No atendimento hospitalar, estatal ou não, a questão da objeção de consciência agrega um fator “trabalhista”. Até que ponto o profissional da saúde num “ambiente coletivo” pode se recusar pela consciência a atender um paciente que não consente com a recomendação e insiste para a aplicação de uma outra, orientado por uma segunda opinião , por exemplo, ou, então, pode não aplicar um protocolo de exames entendido pela instituição como obrigatório para determinada suspeita clínica. As eventuais recusas suscitam a possibilidade de sanções de natureza contratual, inclusive a demissão do emprego.

O Código de Ética Médica vigente no Brasil é muito feliz quando associa nos Princípios fundamentais  impossibilidade de o médico renunciar a sua liberdade profissional (VIII), possibilidade de respeitar os ditames da sua consciência (VII) e obrigação de não praticar discriminação de nenhuma natureza sobre o ser humano (I). Evidentemente, “falta combinar” com as demais partes em várias situações como as acima mencionadas.

Assim, há clareza que os ditames de consciência não estão ligados diretamente à pessoa do paciente em si, mas a aspectos técnico-científicos decorrentes da atenção a sua saúde. O foco da consciência do médico está sobre análises de malefício reais ou em potencial do eventual ato médico. Assim se dá sobre as razões para não eliminar uma vida por um aborto legal, para passar de cuidados plenos para paliativos na terminalidade da vida, para não atender paciente Testemunha de Jeová pelo conflito que acontecerá a respeito de transfusão de sangue que represente a diferença entre sobrevida e morte transoperatória, para não se envolver com o suicídio assistido (ilegal no Brasil), para rejeitar participar ou manter em andamento uma pesquisa clínica com alto potencial ou já realidade de adversidade com relevante risco de morte.

Parece-nos suficiente  que o médico que deixe de praticar determinado atendimento por objeção de consciência registre suas alegações e providências no prontuário do paciente, evidenciando ausência de situações como sexismo, racismo e quetais injustificáveis. Na ocorrência de contestações no âmbito da Ética ou do Direito, esta documentação deverá subsidiar o juízo de autoridade pretendido por quem se sentiu prejudicado.

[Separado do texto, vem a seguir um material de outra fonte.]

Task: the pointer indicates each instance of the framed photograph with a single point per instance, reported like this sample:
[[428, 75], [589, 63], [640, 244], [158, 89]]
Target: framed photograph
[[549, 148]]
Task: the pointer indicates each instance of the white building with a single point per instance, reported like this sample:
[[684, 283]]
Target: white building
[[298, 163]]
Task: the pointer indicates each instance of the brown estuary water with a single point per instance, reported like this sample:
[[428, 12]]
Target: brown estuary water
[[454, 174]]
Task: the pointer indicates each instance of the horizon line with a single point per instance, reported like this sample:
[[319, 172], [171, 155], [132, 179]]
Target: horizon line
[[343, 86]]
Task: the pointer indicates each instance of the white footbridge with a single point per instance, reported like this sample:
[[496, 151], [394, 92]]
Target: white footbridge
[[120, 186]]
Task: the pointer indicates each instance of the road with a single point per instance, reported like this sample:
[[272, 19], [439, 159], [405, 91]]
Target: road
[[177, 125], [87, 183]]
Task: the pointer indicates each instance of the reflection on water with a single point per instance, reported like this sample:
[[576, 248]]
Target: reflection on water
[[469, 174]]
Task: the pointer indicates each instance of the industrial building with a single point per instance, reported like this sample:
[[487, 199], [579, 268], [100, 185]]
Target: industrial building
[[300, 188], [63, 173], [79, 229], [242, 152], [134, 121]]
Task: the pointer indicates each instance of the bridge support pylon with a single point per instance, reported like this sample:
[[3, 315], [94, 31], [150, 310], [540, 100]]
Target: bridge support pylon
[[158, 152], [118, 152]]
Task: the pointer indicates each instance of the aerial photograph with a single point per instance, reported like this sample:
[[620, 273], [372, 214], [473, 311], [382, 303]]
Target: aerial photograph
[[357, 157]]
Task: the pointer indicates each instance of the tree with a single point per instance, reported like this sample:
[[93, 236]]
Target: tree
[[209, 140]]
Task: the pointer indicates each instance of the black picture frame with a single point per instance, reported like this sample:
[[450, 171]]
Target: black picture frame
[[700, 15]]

Contudo, um SOS Bioética entre nós precisa ser disparado para reflexões sobre convicções não habituais, a reboque não somente de títulos como Conscientious Objection in Healthcare: Referral and the Military Analogy, em recente número do Journal of  Medical Ethics http://jme.bmj.com/content/early/2016/09/29/medethics-2016-103777.full.pdf+html, bem como de propostas sobre compensação por serviços comunitários e sobre reciclagens reeducadoras- analogia a decisões de tribunais militares para convocados que manifestam objeção de consciência de servir como combatente de guerra sobre tarefas “fora da zona de combate”.  Destaque-se que na mesma  revista, houve a sugestão da concessão de uma licença válida por cinco anos para praticar a Medicina com possibilidade de manifestar objeção de consciência – no tema aborto, por exemplo-, conferido por um tribunal formado por representantes da Medicina, do Direito e da Bioética http://jme.bmj.com/content/early/2016/02/25/medethics-2015-102970.abstract. Algo CRM tal/OC tal!

Todos aqueles que se envolvem atualmente com a atualização do nosso Código de Ética Médica devem analisar com máxima atenção a pertinência tradicional da liberdade  para objeção de consciência nos princípios fundamentais.